Many expenditures are made for the common benefit by the different political divisions which will not fall under the previous classifications. While most of them are rather small, the aggregate would make no inconsiderable sum. The Federal government maintains a currency and banking system as well as a standard system of weights and measures. Commerce is further aided by maintaining lighthouses, and navigable rivers and harbors. National parks and reserves are provided for recreation and experimental purposes. The amount spent for health and sanitation has increased rapidly. The states and local divisions also spend funds for many of the same things. Recreation, health, and sanitation hold important places in city expenditures, but comparatively unimportant places in those of the states. States often spend funds for conserving natural resources and for giving exhibitions, such as state fairs for promoting commerce and industry. Many of this class of expenditures are found almost exclusively in municipalities. Among such are those for street lighting, cleaning, and sprinkling, and for the maintenance of sewers and public markets.
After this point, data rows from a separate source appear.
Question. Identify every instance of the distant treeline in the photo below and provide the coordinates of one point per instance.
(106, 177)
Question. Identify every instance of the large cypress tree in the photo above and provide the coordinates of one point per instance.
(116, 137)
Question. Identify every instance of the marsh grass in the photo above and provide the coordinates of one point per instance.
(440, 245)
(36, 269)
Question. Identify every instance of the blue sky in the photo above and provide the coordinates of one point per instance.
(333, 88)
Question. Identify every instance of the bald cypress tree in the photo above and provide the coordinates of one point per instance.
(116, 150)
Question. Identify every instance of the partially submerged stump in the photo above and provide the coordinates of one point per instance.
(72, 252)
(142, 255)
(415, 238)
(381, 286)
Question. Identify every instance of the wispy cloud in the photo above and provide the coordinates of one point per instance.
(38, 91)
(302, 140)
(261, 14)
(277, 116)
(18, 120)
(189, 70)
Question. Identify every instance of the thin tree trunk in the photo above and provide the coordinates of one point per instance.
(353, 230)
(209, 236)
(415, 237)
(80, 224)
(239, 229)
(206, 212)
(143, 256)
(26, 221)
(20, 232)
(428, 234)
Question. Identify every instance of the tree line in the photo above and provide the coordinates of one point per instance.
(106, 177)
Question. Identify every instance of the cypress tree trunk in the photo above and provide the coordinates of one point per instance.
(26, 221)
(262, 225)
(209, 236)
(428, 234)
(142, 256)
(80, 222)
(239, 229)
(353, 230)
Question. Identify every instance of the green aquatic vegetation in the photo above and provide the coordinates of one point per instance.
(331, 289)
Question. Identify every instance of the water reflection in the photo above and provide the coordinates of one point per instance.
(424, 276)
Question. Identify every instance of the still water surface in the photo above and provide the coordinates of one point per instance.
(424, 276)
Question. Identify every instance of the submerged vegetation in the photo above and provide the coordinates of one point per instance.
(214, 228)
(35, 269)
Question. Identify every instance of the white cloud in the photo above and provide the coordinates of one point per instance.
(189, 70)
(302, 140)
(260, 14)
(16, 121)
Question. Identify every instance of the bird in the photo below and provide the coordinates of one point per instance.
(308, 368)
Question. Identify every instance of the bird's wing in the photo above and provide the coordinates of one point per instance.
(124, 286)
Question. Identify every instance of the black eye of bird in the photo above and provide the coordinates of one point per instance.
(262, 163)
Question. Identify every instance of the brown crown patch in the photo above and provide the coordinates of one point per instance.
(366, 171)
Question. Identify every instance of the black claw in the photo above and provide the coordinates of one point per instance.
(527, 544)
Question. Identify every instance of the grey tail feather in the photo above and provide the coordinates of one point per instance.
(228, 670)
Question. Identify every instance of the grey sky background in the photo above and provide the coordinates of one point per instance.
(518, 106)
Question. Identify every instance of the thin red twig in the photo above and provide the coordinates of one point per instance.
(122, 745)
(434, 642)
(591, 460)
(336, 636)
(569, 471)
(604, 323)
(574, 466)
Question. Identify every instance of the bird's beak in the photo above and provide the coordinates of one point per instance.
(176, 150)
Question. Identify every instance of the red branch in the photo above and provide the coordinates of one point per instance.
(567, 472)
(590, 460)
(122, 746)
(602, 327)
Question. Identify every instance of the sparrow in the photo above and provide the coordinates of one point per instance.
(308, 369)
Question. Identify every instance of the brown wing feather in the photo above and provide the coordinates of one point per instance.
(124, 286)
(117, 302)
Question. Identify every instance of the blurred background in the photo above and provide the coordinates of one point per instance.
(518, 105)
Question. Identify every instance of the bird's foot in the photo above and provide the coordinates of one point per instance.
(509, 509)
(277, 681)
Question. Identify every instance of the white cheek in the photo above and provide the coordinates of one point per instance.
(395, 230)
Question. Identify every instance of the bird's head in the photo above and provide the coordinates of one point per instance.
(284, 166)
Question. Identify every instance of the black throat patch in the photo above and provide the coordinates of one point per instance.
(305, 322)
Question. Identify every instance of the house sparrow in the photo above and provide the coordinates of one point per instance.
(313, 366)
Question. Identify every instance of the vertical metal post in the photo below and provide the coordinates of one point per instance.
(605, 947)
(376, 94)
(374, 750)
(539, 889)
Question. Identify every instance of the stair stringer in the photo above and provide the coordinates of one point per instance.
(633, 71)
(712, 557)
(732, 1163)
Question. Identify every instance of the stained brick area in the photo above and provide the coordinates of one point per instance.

A consideration of the number and importance of these expenditures, which are made without reference to any individual benefit, indicates the social aspect of the modern constitutional government. The needs of the social group are being recognized by the state, which is continually assuming responsibilities that were formerly held by individuals. Through the exercise of its regulatory functions, moreover, the apparent rights of individuals are often superseded by the demands of social welfare.